When you are growing up why doesn't anyone tell you that love is complicated. In elementary school boys were considered a foreign species. By middle school our opinion of the opposite sex is changing and while they maybe annoying pranksters at times we are starting to develop crushes and coupling up. In high school, if you weren't dating someone you were in the minority. It was rather unfair given that the majority of attractive guys were the jocks and in my school if you weren't a cheerleader or a dizzy blond you were basically invisible.
I had my first kiss when I was fifteen and it was far from romantic. It was wet and sloppy, felt like I was getting French kissed by my dog. If anything I walked away that night hoping I would never have to experience that horrible event again. I met my first "boyfriend" when I was in seventh grade. He is still as gorgeous as I remember. He wasn't like the other boys. He had class and romance. If there were such a thing as a perfect guy he would be up there. The first time he tried to hold my hand, I freaked out and was so repulsed by the sheer thought of such a public display of affection.
Even at such a young age, why is it that we will feel we must show our "taken" status? Are we subconsciously insecure or is it purely innocent? Even back then it felt like everyone was looking for their next true love. At least in our bubbled youth, life wasn't complicated with the whole harry met sally sex factor.
In relationships, I am usually the one who loves more than the other and I am the one who gets kicked to the curb every single time. I feel like such an ass.
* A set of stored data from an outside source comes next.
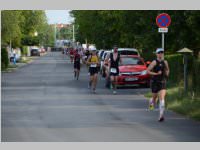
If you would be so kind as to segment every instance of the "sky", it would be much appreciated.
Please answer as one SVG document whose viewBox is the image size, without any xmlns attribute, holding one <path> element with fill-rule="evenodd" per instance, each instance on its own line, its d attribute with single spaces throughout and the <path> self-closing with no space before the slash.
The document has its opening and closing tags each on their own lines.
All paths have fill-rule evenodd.
<svg viewBox="0 0 200 150">
<path fill-rule="evenodd" d="M 69 15 L 70 10 L 45 10 L 49 24 L 69 24 L 73 18 Z"/>
</svg>

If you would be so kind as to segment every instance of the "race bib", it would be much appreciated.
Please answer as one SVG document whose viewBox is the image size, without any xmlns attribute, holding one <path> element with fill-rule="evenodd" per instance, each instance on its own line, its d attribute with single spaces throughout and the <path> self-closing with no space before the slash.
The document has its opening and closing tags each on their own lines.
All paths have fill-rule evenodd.
<svg viewBox="0 0 200 150">
<path fill-rule="evenodd" d="M 97 64 L 91 64 L 90 67 L 97 67 Z"/>
<path fill-rule="evenodd" d="M 117 69 L 116 69 L 116 68 L 111 68 L 111 69 L 110 69 L 110 72 L 112 72 L 112 73 L 117 73 Z"/>
</svg>

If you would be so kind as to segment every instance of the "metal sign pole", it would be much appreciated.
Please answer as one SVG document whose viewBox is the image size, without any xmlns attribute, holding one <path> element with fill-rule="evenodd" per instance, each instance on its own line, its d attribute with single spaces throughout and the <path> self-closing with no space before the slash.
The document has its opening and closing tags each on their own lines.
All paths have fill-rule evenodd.
<svg viewBox="0 0 200 150">
<path fill-rule="evenodd" d="M 162 48 L 165 48 L 165 34 L 162 32 Z"/>
</svg>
No one tells you that once you meet a boy, there’s no guarantee that once he likes you, he’ll always like you. You’re always going to be trying to figure out if you can live with the other, the good, the bad and all the in-betweens. I’m a very forgiving and accommodating person, so for the chance at receiving love, I pretty much overlook most things as long as you’re not a serial killer or pedophile.
All the fairytales, romantic comedies, and stories I grew up with told me the same story: the boy meets the girl and falls madly in love and they live happily ever after. They don’t warn you that relationships require a lot of work, blood, tears, compromises, laughter, misunderstandings, patience, and good and bad sex. You have to be lucky enough to find someone who fits you as well and is willing to stick around to see it through. John and I fit in so many ways, but at the same time our personalities were so opposite that we were doomed from the start.
Love is never equal, but you can try to find someone who takes turns getting the shorter end of the stick with you—that way no one always wins or loses all the time.